What is your academic and/or professional background?
I graduated with a BSc from the UBC Combined Major in Science program in 2014 and worked in a number of diverse research assistant positions at UBC to gain academic experience during my undergrad. I first spent my Co-op terms working in Atmospheric Chemistry studying ice nucleation before working on a research program looking into the effects of a wood stove exchange program in Northern BC for the Occupational and Environmental Health division of SPPH, and finally studying spatial and temporal patterns with regards to coral bleaching in the central Pacific with the Geography department.
Please describe your general research interests for the BCEOHRN membership:
At this stage in my career, my research interests are still very broad and I would like to be involved in everything! However I am mainly interested in identifying and quantifying environmental exposures and their impacts on surrounding communities.
How did you become interested in environmental/occupational health research?
I was first exposed to the field of environmental/occupational health research when I worked as a research assistant with the Occupational and Environmental Health division of SPPH in the summer of 2013. During this period I worked on a research project studying spatial and temporal patterns of PM2.5 in Quesnel and Smithers and looking into the effectiveness of a wood stove exchange program that had been implemented.

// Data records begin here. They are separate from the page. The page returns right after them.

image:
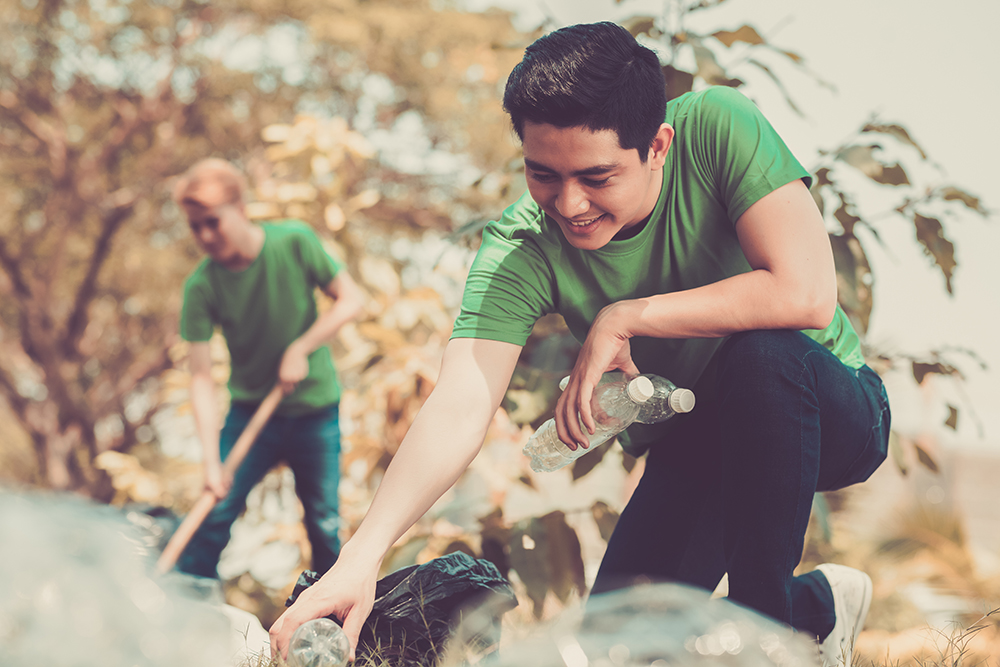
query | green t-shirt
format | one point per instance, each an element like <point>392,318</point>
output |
<point>724,157</point>
<point>261,310</point>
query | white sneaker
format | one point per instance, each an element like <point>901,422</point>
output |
<point>852,595</point>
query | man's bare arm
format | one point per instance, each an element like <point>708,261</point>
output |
<point>204,405</point>
<point>793,285</point>
<point>446,435</point>
<point>348,303</point>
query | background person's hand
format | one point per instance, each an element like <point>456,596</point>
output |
<point>294,368</point>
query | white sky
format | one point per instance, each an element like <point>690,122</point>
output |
<point>930,67</point>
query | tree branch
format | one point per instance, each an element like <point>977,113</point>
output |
<point>113,218</point>
<point>12,268</point>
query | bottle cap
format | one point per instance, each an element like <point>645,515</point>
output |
<point>682,400</point>
<point>640,389</point>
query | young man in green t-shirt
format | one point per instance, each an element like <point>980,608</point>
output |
<point>258,285</point>
<point>678,239</point>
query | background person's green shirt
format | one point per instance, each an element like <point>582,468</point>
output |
<point>725,156</point>
<point>261,310</point>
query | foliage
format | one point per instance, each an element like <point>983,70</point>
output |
<point>100,102</point>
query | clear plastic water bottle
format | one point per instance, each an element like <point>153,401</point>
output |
<point>667,400</point>
<point>614,405</point>
<point>319,643</point>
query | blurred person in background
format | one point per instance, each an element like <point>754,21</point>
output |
<point>257,284</point>
<point>678,239</point>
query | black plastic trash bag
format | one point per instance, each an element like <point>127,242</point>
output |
<point>418,608</point>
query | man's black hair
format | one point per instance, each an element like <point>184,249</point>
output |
<point>590,75</point>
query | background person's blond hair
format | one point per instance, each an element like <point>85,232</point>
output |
<point>210,182</point>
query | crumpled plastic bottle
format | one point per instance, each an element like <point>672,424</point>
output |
<point>319,643</point>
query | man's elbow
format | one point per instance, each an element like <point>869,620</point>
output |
<point>817,309</point>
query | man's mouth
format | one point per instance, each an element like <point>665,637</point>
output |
<point>580,224</point>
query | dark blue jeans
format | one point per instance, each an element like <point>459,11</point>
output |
<point>310,445</point>
<point>730,486</point>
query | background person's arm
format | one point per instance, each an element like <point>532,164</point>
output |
<point>793,285</point>
<point>205,407</point>
<point>445,436</point>
<point>348,303</point>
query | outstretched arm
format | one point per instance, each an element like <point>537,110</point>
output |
<point>348,303</point>
<point>446,435</point>
<point>206,417</point>
<point>793,285</point>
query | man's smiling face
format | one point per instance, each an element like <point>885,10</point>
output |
<point>591,186</point>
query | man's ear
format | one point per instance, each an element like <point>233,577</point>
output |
<point>661,144</point>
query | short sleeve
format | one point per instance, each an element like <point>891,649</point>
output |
<point>747,157</point>
<point>318,264</point>
<point>197,323</point>
<point>509,286</point>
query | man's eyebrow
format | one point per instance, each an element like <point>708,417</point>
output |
<point>596,170</point>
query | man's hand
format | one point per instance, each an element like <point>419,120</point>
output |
<point>347,591</point>
<point>605,349</point>
<point>294,367</point>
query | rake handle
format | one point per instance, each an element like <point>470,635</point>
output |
<point>184,533</point>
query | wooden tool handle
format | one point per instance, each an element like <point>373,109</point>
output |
<point>184,533</point>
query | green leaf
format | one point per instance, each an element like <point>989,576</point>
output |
<point>678,81</point>
<point>897,131</point>
<point>952,420</point>
<point>926,459</point>
<point>744,33</point>
<point>930,233</point>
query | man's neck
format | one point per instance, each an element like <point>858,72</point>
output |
<point>248,248</point>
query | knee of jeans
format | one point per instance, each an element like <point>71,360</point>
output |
<point>751,354</point>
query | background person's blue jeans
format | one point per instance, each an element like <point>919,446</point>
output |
<point>310,445</point>
<point>730,486</point>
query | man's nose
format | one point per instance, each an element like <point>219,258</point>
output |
<point>571,201</point>
<point>205,234</point>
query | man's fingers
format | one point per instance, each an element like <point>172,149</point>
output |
<point>353,623</point>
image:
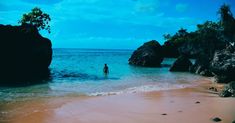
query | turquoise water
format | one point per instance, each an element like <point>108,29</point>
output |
<point>78,72</point>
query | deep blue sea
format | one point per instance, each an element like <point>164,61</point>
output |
<point>77,72</point>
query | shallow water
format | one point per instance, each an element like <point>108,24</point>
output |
<point>80,72</point>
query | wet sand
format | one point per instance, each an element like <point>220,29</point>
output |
<point>189,105</point>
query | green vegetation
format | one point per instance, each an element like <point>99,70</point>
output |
<point>209,32</point>
<point>37,18</point>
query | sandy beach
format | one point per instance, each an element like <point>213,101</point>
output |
<point>188,105</point>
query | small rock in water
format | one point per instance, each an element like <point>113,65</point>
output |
<point>213,89</point>
<point>216,119</point>
<point>197,102</point>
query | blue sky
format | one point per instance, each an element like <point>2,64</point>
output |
<point>114,24</point>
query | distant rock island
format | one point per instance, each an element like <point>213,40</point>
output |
<point>25,55</point>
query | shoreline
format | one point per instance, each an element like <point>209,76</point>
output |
<point>188,105</point>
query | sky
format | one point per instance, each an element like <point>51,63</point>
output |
<point>114,24</point>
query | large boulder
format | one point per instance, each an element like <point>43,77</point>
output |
<point>148,55</point>
<point>182,64</point>
<point>25,55</point>
<point>229,90</point>
<point>202,65</point>
<point>223,65</point>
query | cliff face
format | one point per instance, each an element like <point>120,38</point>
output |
<point>25,55</point>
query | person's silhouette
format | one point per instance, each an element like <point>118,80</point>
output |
<point>106,69</point>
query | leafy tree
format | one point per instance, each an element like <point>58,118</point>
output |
<point>37,18</point>
<point>167,36</point>
<point>227,21</point>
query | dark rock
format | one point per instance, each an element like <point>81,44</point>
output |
<point>229,90</point>
<point>223,65</point>
<point>216,119</point>
<point>201,65</point>
<point>213,89</point>
<point>170,49</point>
<point>25,55</point>
<point>181,64</point>
<point>148,55</point>
<point>197,102</point>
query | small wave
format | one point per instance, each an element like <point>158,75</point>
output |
<point>144,88</point>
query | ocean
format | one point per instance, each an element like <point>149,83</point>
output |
<point>79,72</point>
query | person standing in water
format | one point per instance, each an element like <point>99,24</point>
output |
<point>106,69</point>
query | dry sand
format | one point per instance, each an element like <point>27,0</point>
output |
<point>170,106</point>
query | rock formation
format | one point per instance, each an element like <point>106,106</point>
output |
<point>148,55</point>
<point>25,55</point>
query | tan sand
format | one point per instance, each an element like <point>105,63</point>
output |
<point>179,106</point>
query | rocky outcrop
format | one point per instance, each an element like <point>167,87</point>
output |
<point>202,65</point>
<point>25,55</point>
<point>223,65</point>
<point>229,90</point>
<point>148,55</point>
<point>182,64</point>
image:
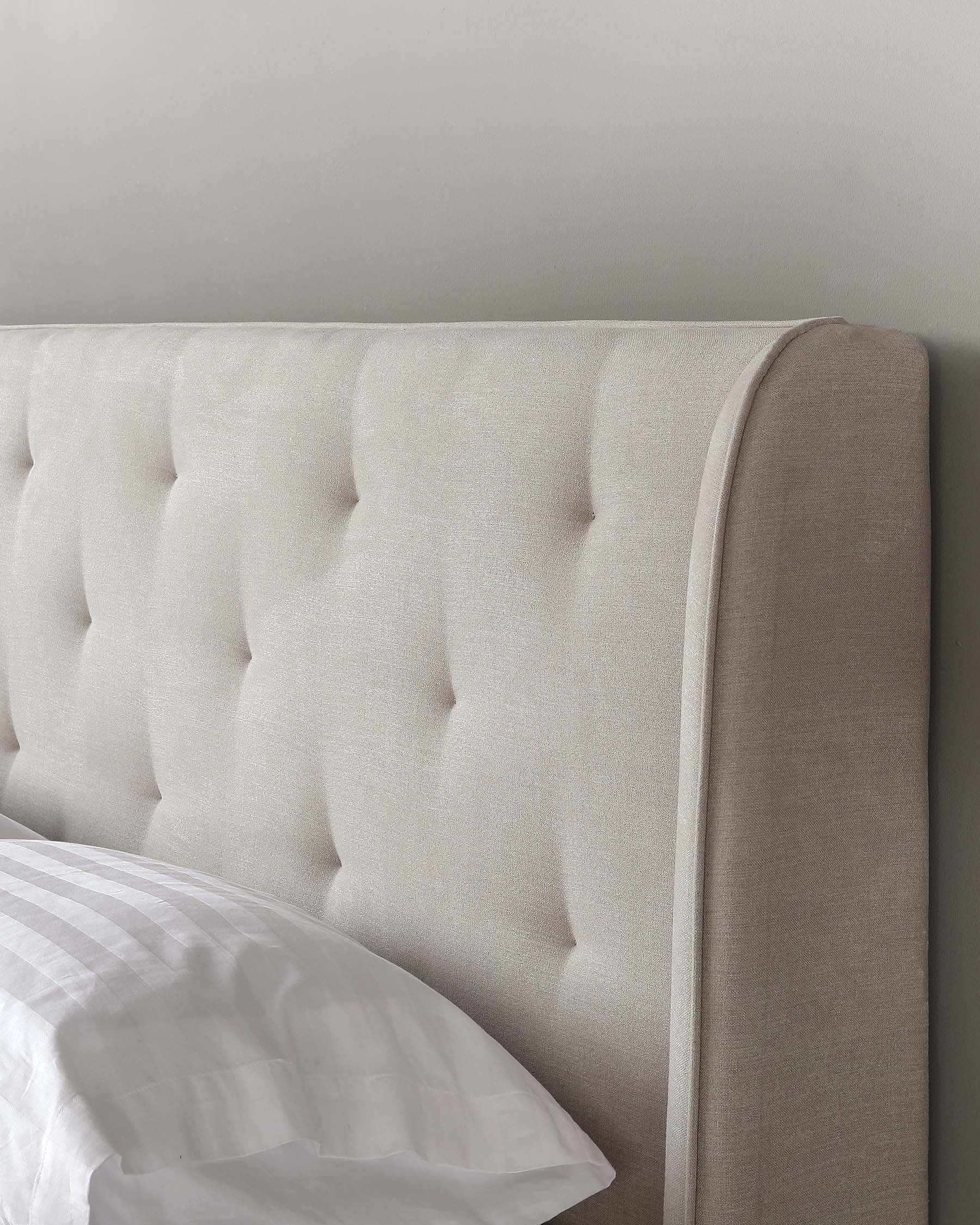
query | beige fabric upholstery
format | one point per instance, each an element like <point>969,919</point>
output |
<point>493,646</point>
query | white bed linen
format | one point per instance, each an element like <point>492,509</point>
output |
<point>154,1020</point>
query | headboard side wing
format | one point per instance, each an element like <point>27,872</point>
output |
<point>799,997</point>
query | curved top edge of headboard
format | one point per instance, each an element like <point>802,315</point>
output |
<point>838,380</point>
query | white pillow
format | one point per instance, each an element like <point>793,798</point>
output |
<point>217,1055</point>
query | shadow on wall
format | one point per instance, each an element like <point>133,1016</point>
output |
<point>954,746</point>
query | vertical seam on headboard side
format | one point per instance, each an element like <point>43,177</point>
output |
<point>703,587</point>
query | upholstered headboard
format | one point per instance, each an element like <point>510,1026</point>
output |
<point>580,668</point>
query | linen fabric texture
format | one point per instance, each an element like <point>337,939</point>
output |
<point>161,1021</point>
<point>580,669</point>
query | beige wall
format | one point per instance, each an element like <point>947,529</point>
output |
<point>394,160</point>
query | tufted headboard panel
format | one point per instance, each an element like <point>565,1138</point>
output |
<point>579,668</point>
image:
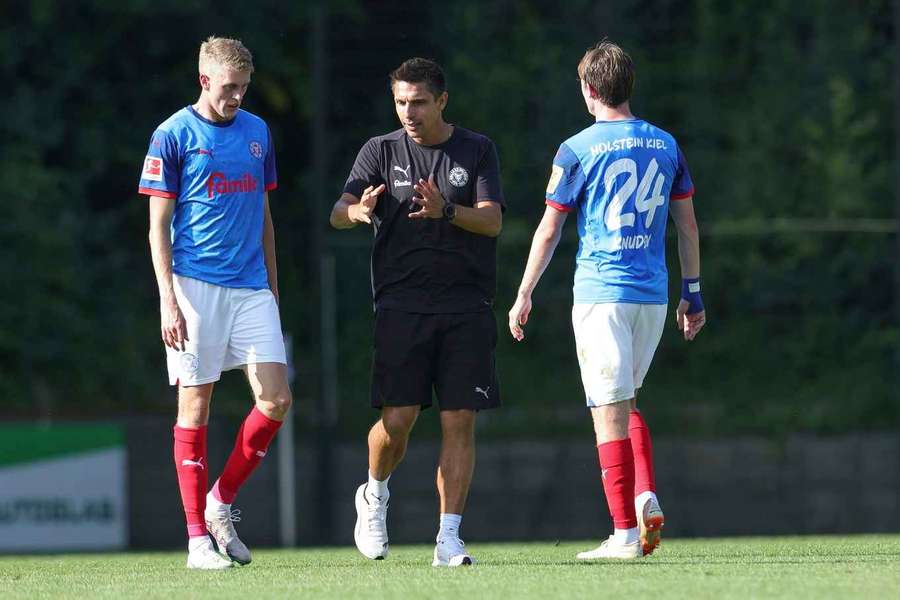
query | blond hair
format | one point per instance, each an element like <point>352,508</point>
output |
<point>224,52</point>
<point>609,71</point>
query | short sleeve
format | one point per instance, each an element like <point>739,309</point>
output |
<point>487,180</point>
<point>366,170</point>
<point>270,173</point>
<point>566,181</point>
<point>682,186</point>
<point>162,165</point>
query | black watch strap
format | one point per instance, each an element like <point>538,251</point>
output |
<point>449,211</point>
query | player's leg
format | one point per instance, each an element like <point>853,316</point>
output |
<point>647,333</point>
<point>195,370</point>
<point>401,385</point>
<point>256,344</point>
<point>466,382</point>
<point>603,337</point>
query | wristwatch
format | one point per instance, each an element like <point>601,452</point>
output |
<point>449,211</point>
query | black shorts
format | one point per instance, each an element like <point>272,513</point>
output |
<point>452,354</point>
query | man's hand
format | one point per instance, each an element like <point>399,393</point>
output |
<point>361,212</point>
<point>174,328</point>
<point>431,200</point>
<point>518,316</point>
<point>690,325</point>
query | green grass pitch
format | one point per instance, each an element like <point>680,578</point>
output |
<point>788,567</point>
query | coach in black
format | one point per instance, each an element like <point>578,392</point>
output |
<point>431,191</point>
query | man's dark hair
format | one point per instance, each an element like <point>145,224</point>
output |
<point>609,71</point>
<point>421,70</point>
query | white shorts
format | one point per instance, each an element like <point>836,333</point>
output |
<point>615,344</point>
<point>227,328</point>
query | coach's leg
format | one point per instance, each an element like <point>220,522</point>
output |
<point>457,460</point>
<point>388,439</point>
<point>387,445</point>
<point>190,454</point>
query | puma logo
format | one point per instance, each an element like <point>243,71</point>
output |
<point>193,463</point>
<point>404,171</point>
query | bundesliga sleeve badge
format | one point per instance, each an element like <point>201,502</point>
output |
<point>152,168</point>
<point>555,177</point>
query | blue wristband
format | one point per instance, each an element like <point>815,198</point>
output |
<point>690,291</point>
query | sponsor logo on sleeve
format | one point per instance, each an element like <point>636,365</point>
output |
<point>555,177</point>
<point>152,169</point>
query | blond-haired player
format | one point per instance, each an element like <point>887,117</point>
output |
<point>208,174</point>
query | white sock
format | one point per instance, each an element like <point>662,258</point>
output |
<point>449,525</point>
<point>377,490</point>
<point>626,536</point>
<point>198,542</point>
<point>213,503</point>
<point>642,498</point>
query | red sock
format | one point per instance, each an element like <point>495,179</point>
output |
<point>617,469</point>
<point>639,433</point>
<point>190,464</point>
<point>250,447</point>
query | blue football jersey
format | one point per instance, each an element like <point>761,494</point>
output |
<point>217,174</point>
<point>620,177</point>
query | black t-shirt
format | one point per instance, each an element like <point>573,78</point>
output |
<point>429,265</point>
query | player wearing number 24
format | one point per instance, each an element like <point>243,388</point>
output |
<point>622,176</point>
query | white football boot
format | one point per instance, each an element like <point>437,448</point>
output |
<point>451,552</point>
<point>219,524</point>
<point>612,548</point>
<point>370,533</point>
<point>204,556</point>
<point>650,522</point>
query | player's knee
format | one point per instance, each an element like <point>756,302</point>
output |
<point>398,425</point>
<point>275,404</point>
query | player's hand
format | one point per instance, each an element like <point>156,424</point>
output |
<point>518,316</point>
<point>430,199</point>
<point>690,325</point>
<point>174,327</point>
<point>361,212</point>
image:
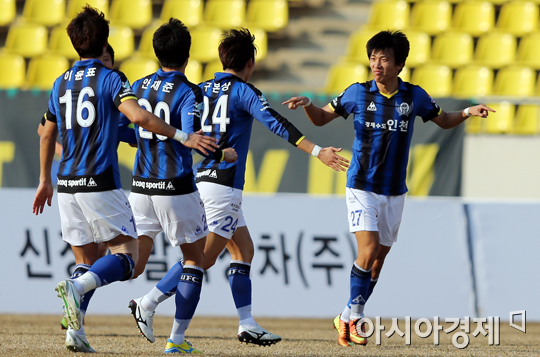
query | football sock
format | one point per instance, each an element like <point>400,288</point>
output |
<point>80,269</point>
<point>187,297</point>
<point>360,280</point>
<point>164,289</point>
<point>240,283</point>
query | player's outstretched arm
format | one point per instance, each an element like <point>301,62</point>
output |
<point>327,155</point>
<point>318,116</point>
<point>453,119</point>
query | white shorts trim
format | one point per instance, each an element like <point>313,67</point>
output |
<point>180,217</point>
<point>88,217</point>
<point>223,206</point>
<point>369,211</point>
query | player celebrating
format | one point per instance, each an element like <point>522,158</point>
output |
<point>84,105</point>
<point>163,195</point>
<point>231,104</point>
<point>384,111</point>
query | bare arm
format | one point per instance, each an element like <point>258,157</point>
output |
<point>453,119</point>
<point>150,122</point>
<point>318,116</point>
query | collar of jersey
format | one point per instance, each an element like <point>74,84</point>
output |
<point>401,86</point>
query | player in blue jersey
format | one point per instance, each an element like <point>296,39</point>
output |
<point>84,107</point>
<point>163,194</point>
<point>230,105</point>
<point>384,111</point>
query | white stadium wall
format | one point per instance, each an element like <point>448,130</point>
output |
<point>303,255</point>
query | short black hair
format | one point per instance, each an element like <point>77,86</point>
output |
<point>392,40</point>
<point>236,48</point>
<point>110,51</point>
<point>172,42</point>
<point>89,32</point>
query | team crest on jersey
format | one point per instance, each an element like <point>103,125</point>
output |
<point>404,108</point>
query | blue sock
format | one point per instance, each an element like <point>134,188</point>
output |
<point>111,268</point>
<point>360,280</point>
<point>240,283</point>
<point>80,269</point>
<point>188,292</point>
<point>167,285</point>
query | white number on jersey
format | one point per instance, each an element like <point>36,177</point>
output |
<point>161,108</point>
<point>219,116</point>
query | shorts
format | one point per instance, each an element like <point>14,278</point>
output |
<point>180,217</point>
<point>369,211</point>
<point>95,217</point>
<point>223,206</point>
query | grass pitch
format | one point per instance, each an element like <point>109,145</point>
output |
<point>40,335</point>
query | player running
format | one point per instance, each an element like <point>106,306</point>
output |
<point>384,111</point>
<point>85,105</point>
<point>230,105</point>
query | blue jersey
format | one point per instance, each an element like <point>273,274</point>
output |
<point>164,166</point>
<point>230,104</point>
<point>383,128</point>
<point>84,104</point>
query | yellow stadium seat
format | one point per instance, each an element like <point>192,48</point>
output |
<point>518,17</point>
<point>453,49</point>
<point>44,12</point>
<point>43,71</point>
<point>133,13</point>
<point>356,47</point>
<point>211,68</point>
<point>502,121</point>
<point>431,16</point>
<point>204,44</point>
<point>194,72</point>
<point>389,15</point>
<point>495,50</point>
<point>472,81</point>
<point>517,81</point>
<point>224,14</point>
<point>12,70</point>
<point>528,53</point>
<point>28,40</point>
<point>420,48</point>
<point>434,79</point>
<point>267,15</point>
<point>8,10</point>
<point>190,12</point>
<point>343,75</point>
<point>138,67</point>
<point>76,6</point>
<point>60,43</point>
<point>474,17</point>
<point>527,120</point>
<point>122,40</point>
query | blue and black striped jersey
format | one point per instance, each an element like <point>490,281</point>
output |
<point>164,166</point>
<point>230,105</point>
<point>383,130</point>
<point>84,104</point>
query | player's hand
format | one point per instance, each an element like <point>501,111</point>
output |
<point>43,195</point>
<point>295,102</point>
<point>201,142</point>
<point>329,157</point>
<point>230,155</point>
<point>480,110</point>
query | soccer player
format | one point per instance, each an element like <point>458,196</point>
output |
<point>163,194</point>
<point>84,106</point>
<point>384,111</point>
<point>230,105</point>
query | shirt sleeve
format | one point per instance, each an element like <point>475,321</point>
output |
<point>427,108</point>
<point>255,103</point>
<point>344,103</point>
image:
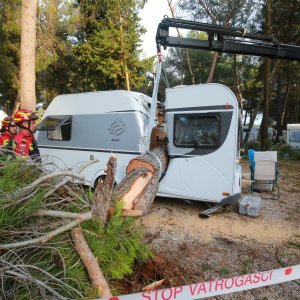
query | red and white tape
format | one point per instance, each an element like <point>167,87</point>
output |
<point>218,287</point>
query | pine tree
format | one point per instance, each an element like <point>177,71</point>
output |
<point>108,44</point>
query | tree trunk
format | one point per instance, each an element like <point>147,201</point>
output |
<point>138,189</point>
<point>213,67</point>
<point>252,119</point>
<point>267,79</point>
<point>236,83</point>
<point>28,41</point>
<point>104,190</point>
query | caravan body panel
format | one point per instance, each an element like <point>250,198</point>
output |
<point>93,126</point>
<point>203,123</point>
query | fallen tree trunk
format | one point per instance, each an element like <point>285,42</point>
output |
<point>138,189</point>
<point>104,190</point>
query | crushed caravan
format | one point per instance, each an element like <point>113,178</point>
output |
<point>202,131</point>
<point>86,126</point>
<point>293,135</point>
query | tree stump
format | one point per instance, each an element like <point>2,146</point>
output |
<point>138,189</point>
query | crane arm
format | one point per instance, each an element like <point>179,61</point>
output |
<point>224,39</point>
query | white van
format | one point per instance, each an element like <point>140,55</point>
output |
<point>80,127</point>
<point>203,131</point>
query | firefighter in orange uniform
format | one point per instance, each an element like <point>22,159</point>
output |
<point>8,132</point>
<point>25,143</point>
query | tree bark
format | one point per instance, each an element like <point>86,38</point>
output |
<point>104,190</point>
<point>267,79</point>
<point>90,262</point>
<point>138,189</point>
<point>213,67</point>
<point>28,41</point>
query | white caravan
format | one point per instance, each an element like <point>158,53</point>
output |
<point>293,135</point>
<point>85,126</point>
<point>202,128</point>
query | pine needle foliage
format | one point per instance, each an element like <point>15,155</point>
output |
<point>16,174</point>
<point>118,245</point>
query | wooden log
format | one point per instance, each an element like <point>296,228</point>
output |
<point>138,189</point>
<point>104,190</point>
<point>99,282</point>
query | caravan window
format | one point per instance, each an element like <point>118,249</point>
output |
<point>57,127</point>
<point>295,136</point>
<point>197,130</point>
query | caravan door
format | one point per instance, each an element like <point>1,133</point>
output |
<point>202,123</point>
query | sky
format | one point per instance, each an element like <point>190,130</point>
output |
<point>153,12</point>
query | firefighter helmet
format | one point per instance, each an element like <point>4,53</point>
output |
<point>24,115</point>
<point>8,121</point>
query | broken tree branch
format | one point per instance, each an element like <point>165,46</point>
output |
<point>46,237</point>
<point>89,260</point>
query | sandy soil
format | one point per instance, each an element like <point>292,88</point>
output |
<point>190,249</point>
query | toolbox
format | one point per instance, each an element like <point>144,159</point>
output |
<point>250,206</point>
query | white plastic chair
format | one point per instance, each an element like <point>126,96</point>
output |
<point>264,174</point>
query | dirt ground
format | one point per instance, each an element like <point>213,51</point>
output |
<point>189,249</point>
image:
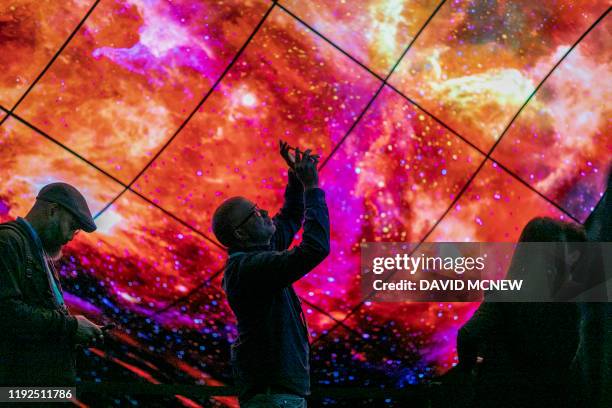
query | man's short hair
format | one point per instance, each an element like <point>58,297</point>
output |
<point>222,226</point>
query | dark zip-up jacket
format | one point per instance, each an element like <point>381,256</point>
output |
<point>36,334</point>
<point>272,348</point>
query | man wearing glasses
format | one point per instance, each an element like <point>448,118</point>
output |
<point>37,333</point>
<point>270,358</point>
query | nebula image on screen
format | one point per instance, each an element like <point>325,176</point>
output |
<point>435,121</point>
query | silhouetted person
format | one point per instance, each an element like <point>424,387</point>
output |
<point>270,358</point>
<point>527,348</point>
<point>594,357</point>
<point>37,333</point>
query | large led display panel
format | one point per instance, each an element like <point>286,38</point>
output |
<point>159,110</point>
<point>478,61</point>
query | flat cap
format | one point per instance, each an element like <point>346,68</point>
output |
<point>72,200</point>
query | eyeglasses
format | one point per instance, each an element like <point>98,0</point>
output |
<point>253,210</point>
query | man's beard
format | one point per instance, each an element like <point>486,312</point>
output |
<point>54,254</point>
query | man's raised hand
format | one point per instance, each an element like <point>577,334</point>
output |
<point>286,154</point>
<point>306,168</point>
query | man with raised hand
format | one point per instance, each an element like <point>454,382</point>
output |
<point>270,358</point>
<point>37,333</point>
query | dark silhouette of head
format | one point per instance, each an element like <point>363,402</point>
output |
<point>59,213</point>
<point>544,229</point>
<point>240,223</point>
<point>553,261</point>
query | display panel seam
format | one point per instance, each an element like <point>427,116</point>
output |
<point>52,60</point>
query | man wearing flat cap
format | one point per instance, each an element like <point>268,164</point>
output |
<point>37,333</point>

I was fortunate enough to be given the responsibility of performing the mobile monitoring project with minimal support in the two cities. As I greatly enjoyed the position and found the other research going on around the program to be fascinating, I decided to come back and join the MSc-OEH program.
What role do you believe networking plays in career development?
I believe networking plays a crucial role in career development as, especially in small fields such as this, you will discover the majority of positions and opportunities available through contacts – as they may never be posted publicly. Networking in the way of discussing issues with peers in your field of research I feel is also invaluable in bringing fresh eyes to a problem and providing an interdisciplinary approach.
Who inspires you?
I am inspired by people who stand up for what they believe is right and ask questions rather than simply accepting what they are told. People who are passionate about their field of research also remind us to take a step back every now and again to look at the bigger picture to remember why we are involved in our fields.
What would you like to do in your career?
At this point, I don’t know exactly what I would like to do in my future career. I know that I’d like to work with environmental research, regulation and policy and know this is a varied field with lots of different opportunities which I’m looking forward to exploring.